Thanks for your agreement for the New Format Wednesday morning bowls 


It would appear that there is quite a lot of support for the Wednesday morning Triples.   That is really good news.  I am guessing it is mainly my charm and charisma that is the draw to play. Could be the mega prize money on offer (Webmaster says 'Whaaat!????? ).  Whatever the reason it will be great to see you.


I have been saving 2 jokes which I was going to use on my Presidents day.  I have  decided to share them with you now.

I should stress that neither have been passed by Bowls England. (Webmaster..and not likely to be!)

Hope no one is offended by them.  If you are you can tell me when we next meet.


Keep well keep fit



Joke 1).....A little old man shuffled slowly into an ice cream parlor and pulled himself slowly, painfully, up onto a stool… After catching his breath, he ordered a banana split. The waitress asked kindly, 'Crushed nuts?' 'No,' he replied, 'Arthritis.
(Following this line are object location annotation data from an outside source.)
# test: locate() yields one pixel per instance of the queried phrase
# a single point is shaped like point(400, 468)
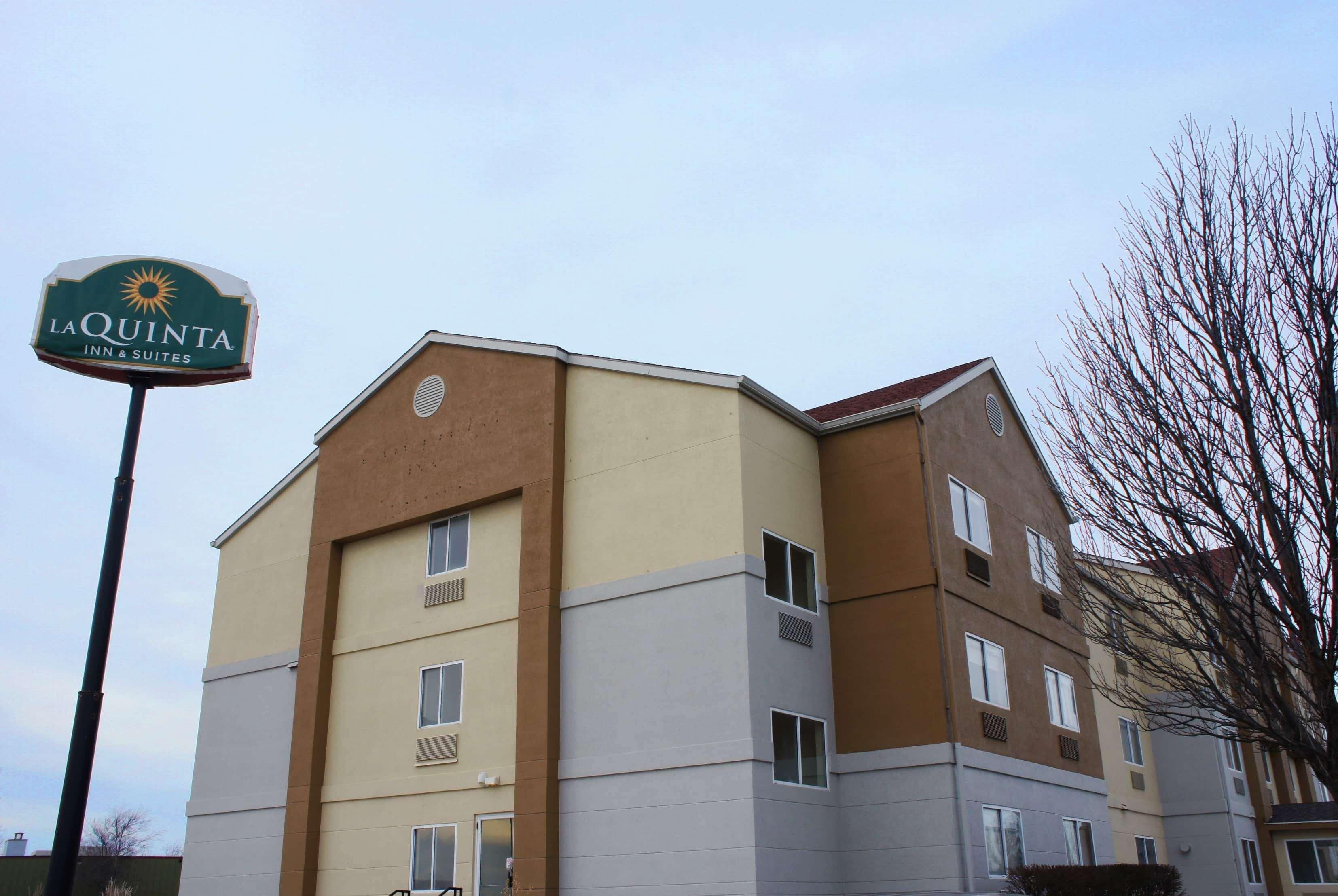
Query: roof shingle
point(904, 391)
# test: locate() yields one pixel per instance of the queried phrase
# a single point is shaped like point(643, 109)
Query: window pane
point(422, 871)
point(430, 708)
point(1013, 839)
point(494, 850)
point(785, 741)
point(980, 521)
point(803, 578)
point(1305, 866)
point(1033, 554)
point(1052, 696)
point(1052, 565)
point(1068, 703)
point(996, 683)
point(443, 873)
point(437, 549)
point(995, 843)
point(459, 550)
point(1071, 842)
point(976, 666)
point(1086, 842)
point(1328, 852)
point(451, 693)
point(960, 526)
point(813, 745)
point(775, 553)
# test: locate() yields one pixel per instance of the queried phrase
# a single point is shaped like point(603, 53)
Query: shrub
point(1096, 880)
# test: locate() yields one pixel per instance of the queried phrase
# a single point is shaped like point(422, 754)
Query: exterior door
point(493, 855)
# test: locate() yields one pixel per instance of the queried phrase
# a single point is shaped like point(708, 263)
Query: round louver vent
point(429, 396)
point(996, 414)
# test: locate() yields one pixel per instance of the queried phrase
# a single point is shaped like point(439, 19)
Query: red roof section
point(904, 391)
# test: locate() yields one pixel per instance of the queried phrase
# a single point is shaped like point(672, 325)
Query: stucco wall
point(653, 477)
point(263, 577)
point(374, 791)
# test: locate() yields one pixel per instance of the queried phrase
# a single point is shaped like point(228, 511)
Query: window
point(1131, 741)
point(800, 749)
point(439, 695)
point(1313, 862)
point(1119, 632)
point(1060, 693)
point(1078, 840)
point(970, 522)
point(1233, 751)
point(1004, 840)
point(449, 545)
point(1251, 852)
point(433, 864)
point(985, 664)
point(1046, 566)
point(791, 573)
Joke 2)......'Two elderly women were eating breakfast in a restaurant one morning. Ethel noticed something funny about Mabel's ear and she said, "Mabel, did you know you've got a suppository in your left ear? " Mabel answered, "I have a suppository?" She pulled it out and stared at it. Then she said, "Ethel, I'm glad you saw this thing. Now I think I know where my hearing aid is."